In a country where a vast majority of workingwomen are denied their rights, KN has had to intervene in both the formal and informal sector. In the Readymade Garment (RMG) sector, though women account for 80 percent of the 3.5 million workforce, they have to cope with patriarchal attitudes which leave them minus fair wages, maternity leave, crèche, housing, medical and health facilities, training, overtime or job security even today. The story is much the same in other formal sector jobs in the textile, pharmaceutical, jute and leather industries.
Women in the informal sector, be it agriculture, construction workers or domestic help are the most marginalised because they are invisible players in the economy. According to the Bangladesh Labour Force Survey of 2002-2003, one-third of the total population of the country comprises the labour force, and 51.69 percent of them are employed in agriculture and live in rural Bangladesh. To date, agricultural labour, of which women constitute around half, are not recognised as workers at all and still fall outside the ambit of the legal system.
KN has striven to get all women workers a better deal both at the workplace and in the eyes of the law. In the words of Rokeya Rafique (Baby), executive director and a founder member of KN, “It is necessary to build a woman-friendly workplace. This is a man-made world and it is a challenge for a woman to make it as a skilled worker in any sector.”
To organise the women, KN has set up 2,000 cells which operate in 35 out of 54 districts in Bangladesh. The cells, which comprise 10 members in the urban areas and 25 members in the rural areas, enable women to speak in one voice and draw strength from unity.
Prominent singer Fakir Alamgir joins the rally.

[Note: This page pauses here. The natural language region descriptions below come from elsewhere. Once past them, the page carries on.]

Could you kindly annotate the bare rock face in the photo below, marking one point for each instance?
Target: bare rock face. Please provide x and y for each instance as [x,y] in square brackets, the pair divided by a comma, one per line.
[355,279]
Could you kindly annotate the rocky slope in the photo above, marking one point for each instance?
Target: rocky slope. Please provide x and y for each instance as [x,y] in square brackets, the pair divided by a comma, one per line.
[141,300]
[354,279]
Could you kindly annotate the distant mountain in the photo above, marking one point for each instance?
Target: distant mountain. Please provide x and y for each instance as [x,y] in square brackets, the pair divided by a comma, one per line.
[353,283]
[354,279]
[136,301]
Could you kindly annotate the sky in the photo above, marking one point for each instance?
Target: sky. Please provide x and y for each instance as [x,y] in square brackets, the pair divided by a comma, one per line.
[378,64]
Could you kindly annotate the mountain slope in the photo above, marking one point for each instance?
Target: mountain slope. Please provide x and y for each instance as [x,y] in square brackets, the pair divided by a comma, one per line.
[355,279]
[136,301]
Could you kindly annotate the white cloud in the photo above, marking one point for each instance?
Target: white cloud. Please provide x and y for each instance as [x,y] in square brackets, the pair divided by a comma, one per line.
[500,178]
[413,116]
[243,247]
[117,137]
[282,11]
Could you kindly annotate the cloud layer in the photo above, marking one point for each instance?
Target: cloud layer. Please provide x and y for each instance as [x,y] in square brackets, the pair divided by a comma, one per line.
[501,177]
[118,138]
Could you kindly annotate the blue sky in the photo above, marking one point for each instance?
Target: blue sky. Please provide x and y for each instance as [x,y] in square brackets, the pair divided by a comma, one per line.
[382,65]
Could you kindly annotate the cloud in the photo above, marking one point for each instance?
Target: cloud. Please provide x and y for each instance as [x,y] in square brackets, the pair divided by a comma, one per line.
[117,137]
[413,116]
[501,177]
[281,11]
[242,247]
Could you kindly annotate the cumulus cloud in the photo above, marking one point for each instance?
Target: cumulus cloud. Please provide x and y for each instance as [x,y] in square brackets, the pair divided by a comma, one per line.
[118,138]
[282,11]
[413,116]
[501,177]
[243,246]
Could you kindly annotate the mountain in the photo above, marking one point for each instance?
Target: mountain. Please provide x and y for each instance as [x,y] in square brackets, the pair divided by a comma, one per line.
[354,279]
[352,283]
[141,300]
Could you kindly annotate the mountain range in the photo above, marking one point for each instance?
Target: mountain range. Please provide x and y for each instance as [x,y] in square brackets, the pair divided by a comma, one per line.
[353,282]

KN's mission also includes advocacy and combating violence against women. The organisation lobbies for new laws to safeguard the interests of women at the workplace as well as the stricter implementation of existing labour laws.
Asked about the KN”s achievements, Shirin says, “We have been able to organise a large number of women and given them a voice so that they can work unitedly against inequity and discrimination.” Further, she says, when KN was launched, women workers' issues came to the forefront in the media.” “The most important event for KN and the women's movement is the raising of the question of equal pay for equal work and awareness on women workers' rights. Another great achievement is that we were able to make a bridge between the women's movement and the women workers' movement.”